Inside                        

Coach Vince Lombardi after his Green Bay Packers beat the Kansas City Chiefs, 35-10, on Jan. 15, 1967, in the inaugural edition of the game that became known as the Super Bowl. About a third of the seats were unfilled. Credit Bettmann/Corbis

 
The past week wasn’t the first time N.F.L. officials and fans argued about the size and shape of a football.
 
Before the first Super Bowl, on Jan. 15, 1967, the two teams — the N.F.L.’s Green Bay Packers and the American Football League’s Kansas City Chiefs — struggled over what kind of ball to use.
 
The A.F.L.’s football (manufactured by Spalding) was a quarter-inch longer, slightly narrower and more tacky on its surface than the N.F.L.’s ball (made by Wilson). The A.F.L.’s ball was said to be easier to pass, the N.F.L.’s more kickable. As a compromise, each team was authorized to use its own football while on offense.
 

This didn’t become much of a controversy because, by modern standards, Super Bowl I (as it is now called) was modest and quaint. Compared with the quasi-religious national spectacle that more than a hundred million Americans will watch next Sunday, the 1967 confrontation looked almost like a high school scrimmage. This should not be surprising: The Super Bowl tradition in the United States was begun, relatively speaking, as a last-minute afterthought.
 
In 1960, the 40-year-old N.F.L. was challenged by a new league, the A.F.L., which it tried to ignore in the way a golden retriever might deal with a yipping terrier. But the two leagues, in time, discarded their unwritten understanding not to raid each other’s teams, which resulted in expensive bidding wars.
 
To stop the chaos, the A.F.L. and the N.F.L. signed a deal in June 1966 that called for them to join forces by the end of the decade. They made plans to have their champion teams face each other after the 1966 season, but only that December did they choose a date and a location: the next month at the 93,000-seat Los Angeles Coliseum.
 
“We’re the kids from across the tracks,” Jerry Mays, the Chiefs’ defensive captain, said. “We’re coming over to play the rich kids.”
 
The showdown was officially called the First A.F.L.-N.F.L. World Championship Game. But after watching his children enjoying Wham-O’s bouncy new Super Ball, the A.F.L.’s founder, Lamar Hunt, son of the maverick Dallas oil tycoon H. L. Hunt, told N.F.L. Commissioner Pete Rozelle that the game should be called something like the Super Bowl, although he was sure that name could be improved. The name was quickly adopted by other owners and much of the news media.
 
Both leagues had binding television contracts, so the first Super Bowl was televised on both CBS (with the announcers Jack Whitaker, Ray Scott, Frank Gifford and Pat Summerall) and NBC (with Curt Gowdy, Paul Christman and Charlie Jones). No other Super Bowl has been carried by more than one TV network.
 
NBC and CBS each paid $1 million for the privilege, selling commercials for $70,000 to $85,000 per minute; they hawked 10-cent Muriel cigars and McDonald’s hamburgers (“Over Two Billion Sold”). CBS tried to draw viewers by preceding its Super Bowl coverage with an exhibition by the Harlem Globetrotters.
 

An estimated 50 million to 60 million Americans watched that first game, (COMPARED WTH 114 M today)foreshadowing the Super Bowl’s commanding place in modern American life, which drove Norman Vincent Peale, the minister and author, to say in 1974,  

 
 
“If Jesus Christ were alive today, he’d be at the Super Bowl.”
The live broadcast of the 1967 game was blacked out on TV stations within 75 miles of Los Angeles, but this did not significantly help ticket sales (the formal price for the most expensive seat was $12).

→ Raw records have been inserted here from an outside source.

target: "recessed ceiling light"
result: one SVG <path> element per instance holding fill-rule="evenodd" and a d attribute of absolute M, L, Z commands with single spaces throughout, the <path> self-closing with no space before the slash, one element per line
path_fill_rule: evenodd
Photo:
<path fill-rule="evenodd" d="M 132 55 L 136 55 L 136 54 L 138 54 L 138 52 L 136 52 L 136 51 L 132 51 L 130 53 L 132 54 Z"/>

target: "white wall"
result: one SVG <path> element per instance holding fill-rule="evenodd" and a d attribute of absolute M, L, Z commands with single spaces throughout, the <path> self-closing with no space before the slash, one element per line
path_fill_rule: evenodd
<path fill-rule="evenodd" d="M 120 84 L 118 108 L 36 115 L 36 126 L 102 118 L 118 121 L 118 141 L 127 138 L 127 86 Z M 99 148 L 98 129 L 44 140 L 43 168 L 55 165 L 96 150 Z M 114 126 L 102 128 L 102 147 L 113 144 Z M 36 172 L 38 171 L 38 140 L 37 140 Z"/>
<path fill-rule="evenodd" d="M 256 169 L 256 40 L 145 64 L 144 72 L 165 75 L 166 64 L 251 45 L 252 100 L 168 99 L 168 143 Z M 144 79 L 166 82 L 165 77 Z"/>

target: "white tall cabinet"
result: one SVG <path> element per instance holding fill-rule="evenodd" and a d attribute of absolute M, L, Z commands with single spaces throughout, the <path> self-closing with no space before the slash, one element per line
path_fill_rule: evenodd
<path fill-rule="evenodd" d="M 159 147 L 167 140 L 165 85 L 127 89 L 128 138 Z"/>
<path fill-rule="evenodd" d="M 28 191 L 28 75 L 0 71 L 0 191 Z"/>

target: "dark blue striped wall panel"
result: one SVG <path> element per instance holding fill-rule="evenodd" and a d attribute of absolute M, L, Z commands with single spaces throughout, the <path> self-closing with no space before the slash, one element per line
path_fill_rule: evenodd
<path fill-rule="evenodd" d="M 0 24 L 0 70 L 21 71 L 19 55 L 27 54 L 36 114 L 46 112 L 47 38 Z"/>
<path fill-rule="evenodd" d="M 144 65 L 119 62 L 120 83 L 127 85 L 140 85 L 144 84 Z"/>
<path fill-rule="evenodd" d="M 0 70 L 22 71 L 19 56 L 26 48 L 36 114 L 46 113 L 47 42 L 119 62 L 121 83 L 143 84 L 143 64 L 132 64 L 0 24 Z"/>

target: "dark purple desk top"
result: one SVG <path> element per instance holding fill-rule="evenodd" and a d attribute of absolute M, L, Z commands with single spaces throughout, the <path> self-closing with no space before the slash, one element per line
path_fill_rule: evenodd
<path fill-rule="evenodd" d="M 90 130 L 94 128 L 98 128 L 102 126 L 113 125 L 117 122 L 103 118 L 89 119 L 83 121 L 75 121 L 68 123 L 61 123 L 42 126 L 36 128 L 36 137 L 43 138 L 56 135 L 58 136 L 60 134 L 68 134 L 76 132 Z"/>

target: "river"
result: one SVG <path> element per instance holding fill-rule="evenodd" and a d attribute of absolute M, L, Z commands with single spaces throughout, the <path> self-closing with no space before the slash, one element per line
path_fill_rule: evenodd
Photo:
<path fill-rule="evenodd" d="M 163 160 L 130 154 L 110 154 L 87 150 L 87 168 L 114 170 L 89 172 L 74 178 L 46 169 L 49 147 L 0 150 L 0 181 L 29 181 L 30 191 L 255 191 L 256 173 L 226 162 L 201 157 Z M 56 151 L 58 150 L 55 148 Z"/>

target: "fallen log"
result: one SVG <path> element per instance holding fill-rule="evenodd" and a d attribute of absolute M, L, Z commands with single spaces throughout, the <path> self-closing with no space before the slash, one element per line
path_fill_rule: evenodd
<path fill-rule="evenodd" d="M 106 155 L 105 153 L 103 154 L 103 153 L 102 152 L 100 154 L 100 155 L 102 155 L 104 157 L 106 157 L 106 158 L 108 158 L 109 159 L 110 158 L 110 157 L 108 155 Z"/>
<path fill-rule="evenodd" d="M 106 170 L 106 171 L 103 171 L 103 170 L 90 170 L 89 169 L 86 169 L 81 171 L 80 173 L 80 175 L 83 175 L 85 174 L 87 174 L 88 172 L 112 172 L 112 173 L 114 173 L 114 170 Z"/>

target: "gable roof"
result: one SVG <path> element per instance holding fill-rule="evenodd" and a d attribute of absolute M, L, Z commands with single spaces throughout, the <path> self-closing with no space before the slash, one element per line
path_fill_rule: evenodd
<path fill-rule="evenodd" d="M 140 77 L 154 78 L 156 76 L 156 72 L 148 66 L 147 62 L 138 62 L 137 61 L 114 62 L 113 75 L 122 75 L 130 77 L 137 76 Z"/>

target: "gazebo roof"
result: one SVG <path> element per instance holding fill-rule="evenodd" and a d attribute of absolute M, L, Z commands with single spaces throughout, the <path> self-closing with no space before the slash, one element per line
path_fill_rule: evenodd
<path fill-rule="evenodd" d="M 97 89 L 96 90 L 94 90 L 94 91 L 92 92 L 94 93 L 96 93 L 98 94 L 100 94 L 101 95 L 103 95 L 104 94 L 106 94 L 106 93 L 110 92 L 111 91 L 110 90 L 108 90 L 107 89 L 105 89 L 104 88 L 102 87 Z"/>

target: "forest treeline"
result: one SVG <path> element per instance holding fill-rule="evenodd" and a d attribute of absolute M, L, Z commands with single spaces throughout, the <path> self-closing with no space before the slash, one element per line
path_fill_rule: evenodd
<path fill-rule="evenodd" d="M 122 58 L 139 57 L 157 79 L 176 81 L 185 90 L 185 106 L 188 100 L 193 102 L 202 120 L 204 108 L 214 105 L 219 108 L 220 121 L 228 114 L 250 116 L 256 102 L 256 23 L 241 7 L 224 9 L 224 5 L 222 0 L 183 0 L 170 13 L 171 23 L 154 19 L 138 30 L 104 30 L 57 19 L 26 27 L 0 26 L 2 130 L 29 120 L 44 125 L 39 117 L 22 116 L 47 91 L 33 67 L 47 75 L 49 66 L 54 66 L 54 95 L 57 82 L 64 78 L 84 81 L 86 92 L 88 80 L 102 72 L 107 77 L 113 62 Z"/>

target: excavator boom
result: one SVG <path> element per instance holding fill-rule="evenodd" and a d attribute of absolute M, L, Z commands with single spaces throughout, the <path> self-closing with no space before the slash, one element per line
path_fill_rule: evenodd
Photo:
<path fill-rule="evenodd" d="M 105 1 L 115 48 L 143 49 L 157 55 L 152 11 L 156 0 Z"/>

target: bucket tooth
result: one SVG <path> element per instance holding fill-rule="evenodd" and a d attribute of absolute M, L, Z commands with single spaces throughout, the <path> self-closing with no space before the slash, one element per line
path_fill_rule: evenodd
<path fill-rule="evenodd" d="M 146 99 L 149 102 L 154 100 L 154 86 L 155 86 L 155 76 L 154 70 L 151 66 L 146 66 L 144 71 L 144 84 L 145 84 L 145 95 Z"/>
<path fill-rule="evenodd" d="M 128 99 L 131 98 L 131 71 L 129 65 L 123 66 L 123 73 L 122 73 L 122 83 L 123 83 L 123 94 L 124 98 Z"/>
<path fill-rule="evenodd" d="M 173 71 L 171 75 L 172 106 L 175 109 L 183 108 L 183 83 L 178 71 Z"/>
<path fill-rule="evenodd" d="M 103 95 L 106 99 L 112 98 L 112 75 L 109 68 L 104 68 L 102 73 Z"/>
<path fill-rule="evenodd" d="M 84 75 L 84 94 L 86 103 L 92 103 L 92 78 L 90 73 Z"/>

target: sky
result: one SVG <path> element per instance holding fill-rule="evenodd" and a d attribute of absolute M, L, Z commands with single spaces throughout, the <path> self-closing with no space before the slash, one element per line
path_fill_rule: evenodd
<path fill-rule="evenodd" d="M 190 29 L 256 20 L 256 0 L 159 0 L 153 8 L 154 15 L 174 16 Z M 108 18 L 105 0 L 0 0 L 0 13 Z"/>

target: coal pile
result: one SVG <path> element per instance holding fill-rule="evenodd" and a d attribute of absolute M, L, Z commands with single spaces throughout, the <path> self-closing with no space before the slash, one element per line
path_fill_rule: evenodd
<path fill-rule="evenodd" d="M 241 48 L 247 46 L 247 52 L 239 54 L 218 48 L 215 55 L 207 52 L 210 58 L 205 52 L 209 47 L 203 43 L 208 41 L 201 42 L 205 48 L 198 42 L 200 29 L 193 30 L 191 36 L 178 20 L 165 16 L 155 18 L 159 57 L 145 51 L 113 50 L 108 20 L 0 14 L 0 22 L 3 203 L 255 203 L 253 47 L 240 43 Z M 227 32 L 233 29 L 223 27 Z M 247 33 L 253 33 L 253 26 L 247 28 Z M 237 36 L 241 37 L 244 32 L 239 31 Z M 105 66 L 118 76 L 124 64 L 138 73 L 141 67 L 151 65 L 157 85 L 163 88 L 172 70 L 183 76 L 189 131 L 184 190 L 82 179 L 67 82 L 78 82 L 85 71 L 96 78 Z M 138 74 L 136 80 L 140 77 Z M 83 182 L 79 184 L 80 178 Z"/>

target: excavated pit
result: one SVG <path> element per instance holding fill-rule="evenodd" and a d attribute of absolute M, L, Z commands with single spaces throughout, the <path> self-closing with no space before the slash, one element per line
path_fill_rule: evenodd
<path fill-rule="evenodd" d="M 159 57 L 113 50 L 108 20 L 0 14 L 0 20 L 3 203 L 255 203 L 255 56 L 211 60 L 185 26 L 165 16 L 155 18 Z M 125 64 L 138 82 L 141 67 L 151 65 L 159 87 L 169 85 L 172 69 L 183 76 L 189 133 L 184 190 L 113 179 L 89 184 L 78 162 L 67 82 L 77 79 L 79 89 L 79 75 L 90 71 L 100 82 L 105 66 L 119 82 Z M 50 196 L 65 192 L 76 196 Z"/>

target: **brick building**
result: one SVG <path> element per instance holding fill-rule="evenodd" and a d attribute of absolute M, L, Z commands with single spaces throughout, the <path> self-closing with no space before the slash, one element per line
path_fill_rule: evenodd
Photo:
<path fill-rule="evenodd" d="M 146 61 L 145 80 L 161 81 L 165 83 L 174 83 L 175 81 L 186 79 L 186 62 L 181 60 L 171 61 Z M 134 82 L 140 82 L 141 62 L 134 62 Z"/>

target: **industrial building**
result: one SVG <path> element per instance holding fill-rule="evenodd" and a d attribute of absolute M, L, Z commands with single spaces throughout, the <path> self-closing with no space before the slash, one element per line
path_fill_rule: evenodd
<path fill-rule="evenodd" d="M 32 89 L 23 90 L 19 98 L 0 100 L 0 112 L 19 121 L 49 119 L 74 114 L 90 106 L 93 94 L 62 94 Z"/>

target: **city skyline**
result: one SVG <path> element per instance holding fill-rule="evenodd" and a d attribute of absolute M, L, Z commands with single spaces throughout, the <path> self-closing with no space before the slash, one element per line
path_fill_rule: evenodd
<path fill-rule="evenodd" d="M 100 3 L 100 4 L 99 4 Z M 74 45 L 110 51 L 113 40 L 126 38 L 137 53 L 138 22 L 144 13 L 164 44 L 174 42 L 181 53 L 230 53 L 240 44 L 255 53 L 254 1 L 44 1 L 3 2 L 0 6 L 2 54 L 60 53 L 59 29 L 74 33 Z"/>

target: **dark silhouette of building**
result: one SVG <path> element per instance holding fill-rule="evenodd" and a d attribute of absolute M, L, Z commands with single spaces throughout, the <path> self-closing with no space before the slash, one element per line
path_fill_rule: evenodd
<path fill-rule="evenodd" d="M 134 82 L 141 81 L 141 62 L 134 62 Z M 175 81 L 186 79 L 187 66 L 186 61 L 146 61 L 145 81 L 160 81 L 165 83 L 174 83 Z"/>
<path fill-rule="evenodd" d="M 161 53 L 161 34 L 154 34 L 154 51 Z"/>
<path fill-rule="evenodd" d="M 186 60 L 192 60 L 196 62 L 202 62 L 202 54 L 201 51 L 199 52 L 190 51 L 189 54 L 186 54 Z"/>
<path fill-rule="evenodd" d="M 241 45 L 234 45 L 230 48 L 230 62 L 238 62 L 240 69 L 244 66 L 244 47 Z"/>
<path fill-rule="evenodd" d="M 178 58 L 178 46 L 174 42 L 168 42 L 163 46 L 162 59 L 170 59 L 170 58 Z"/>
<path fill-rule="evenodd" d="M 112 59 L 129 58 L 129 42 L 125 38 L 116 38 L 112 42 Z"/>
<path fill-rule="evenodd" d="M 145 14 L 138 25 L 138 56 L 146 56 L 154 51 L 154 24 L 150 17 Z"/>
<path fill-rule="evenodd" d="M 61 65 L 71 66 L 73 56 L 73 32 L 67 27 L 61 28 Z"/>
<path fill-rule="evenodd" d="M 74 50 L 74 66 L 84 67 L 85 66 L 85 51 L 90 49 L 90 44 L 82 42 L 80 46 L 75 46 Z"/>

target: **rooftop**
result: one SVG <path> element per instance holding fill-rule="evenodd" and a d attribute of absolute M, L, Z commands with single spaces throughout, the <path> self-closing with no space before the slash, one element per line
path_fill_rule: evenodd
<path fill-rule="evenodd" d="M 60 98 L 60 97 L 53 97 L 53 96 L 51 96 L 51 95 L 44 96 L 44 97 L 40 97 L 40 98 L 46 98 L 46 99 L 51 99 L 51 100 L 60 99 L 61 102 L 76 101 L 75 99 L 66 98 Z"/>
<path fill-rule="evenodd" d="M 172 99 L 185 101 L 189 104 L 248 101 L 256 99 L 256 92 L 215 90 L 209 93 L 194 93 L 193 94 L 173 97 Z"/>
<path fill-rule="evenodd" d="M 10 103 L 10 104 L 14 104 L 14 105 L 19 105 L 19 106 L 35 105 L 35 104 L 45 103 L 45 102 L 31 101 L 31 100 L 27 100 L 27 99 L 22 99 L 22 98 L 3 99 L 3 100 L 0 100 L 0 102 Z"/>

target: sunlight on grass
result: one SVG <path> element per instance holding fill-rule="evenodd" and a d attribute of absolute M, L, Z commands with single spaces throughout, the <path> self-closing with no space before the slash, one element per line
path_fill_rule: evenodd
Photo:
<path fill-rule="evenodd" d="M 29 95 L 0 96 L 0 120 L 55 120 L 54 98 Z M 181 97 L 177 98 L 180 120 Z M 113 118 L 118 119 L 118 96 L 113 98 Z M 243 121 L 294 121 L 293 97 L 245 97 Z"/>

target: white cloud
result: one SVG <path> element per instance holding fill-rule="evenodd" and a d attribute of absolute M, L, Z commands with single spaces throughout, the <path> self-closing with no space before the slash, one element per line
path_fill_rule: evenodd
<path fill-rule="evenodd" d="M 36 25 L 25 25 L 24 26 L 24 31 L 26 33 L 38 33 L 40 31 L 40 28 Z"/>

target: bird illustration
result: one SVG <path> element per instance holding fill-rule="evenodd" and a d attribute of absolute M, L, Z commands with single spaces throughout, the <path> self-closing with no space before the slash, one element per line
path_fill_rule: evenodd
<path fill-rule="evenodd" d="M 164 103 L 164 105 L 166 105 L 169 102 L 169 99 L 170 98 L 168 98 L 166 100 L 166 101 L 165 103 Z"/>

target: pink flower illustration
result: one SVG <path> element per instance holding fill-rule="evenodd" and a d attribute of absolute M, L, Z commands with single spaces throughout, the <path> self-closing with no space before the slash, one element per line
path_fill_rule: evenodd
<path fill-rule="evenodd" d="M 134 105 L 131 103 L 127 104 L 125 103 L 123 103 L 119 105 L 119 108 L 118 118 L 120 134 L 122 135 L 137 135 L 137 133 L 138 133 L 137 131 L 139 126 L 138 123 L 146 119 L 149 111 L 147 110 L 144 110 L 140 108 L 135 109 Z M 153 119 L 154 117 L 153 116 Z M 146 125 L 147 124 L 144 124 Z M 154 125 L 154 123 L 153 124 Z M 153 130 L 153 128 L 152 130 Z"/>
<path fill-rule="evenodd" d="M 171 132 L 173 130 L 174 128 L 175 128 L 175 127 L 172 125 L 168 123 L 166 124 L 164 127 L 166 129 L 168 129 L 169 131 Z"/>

 Some local football fans were so furious about the blackout that they deliberately stayed away. Despite Rozelle’s prediction that the Super Bowl would sell out, about a third of the Coliseum’s seats were empty.
 
The first Super Bowl did not exactly show the incandescence of later halftimes that featured Paul McCartney and the Rolling Stones. Fans were entertained instead by the trumpeter Al Hirt, the University of Arizona and Grambling College marching bands, 300 pigeons, 10,000 balloons and a flying demonstration by the hydrogen-peroxide-propelled Bell Rocket Air Men.
 
The focus of the game was the Packers’ renowned Brooklyn-born coach, Vince Lombardi, who conceded to the news media that the Super Bowl would be “a big football game” but contended — not very convincingly — that losing “won’t mean the end of the world.”
Behind the scenes, the usually nerveless Lombardi, who had led the Packers to three championships in five previous seasons, was chafing under the pressure he felt to demonstrate the N.F.L.’s superiority over the A.F.L. upstarts.
 
Lombardi’s standout quarterback, Bart Starr, said the “main problem” was that his team had never faced the Chiefs; thus there was “no basis for true comparison.” Starr felt that Lombardi “wanted to win this game very, very badly, and treated it like a personal mission.”
 
According to the Lombardi biographer David Maraniss, the anxious coach knotted his necktie so tautly that morning that he later had to snip it off. Interviewing Lombardi before the game, Gifford was startled to note that he was “shaking like a leaf.”
 
By the end of the first half, the Packers led, 14-10, but the underdog Chiefs, coached by Hank Stram, had prevailed in total yards, 181-164.
 
During halftime, in the Packers’ constricted Coliseum locker room, Lombardi told his men they were “too tight.” By Maraniss’s account, linebacker Ray Nitschke asked some of his teammates, under his breath, “Who the hell does he think got us so nervous in the first place?” Lombardi’s order was to “stop grabbing and start tackling.”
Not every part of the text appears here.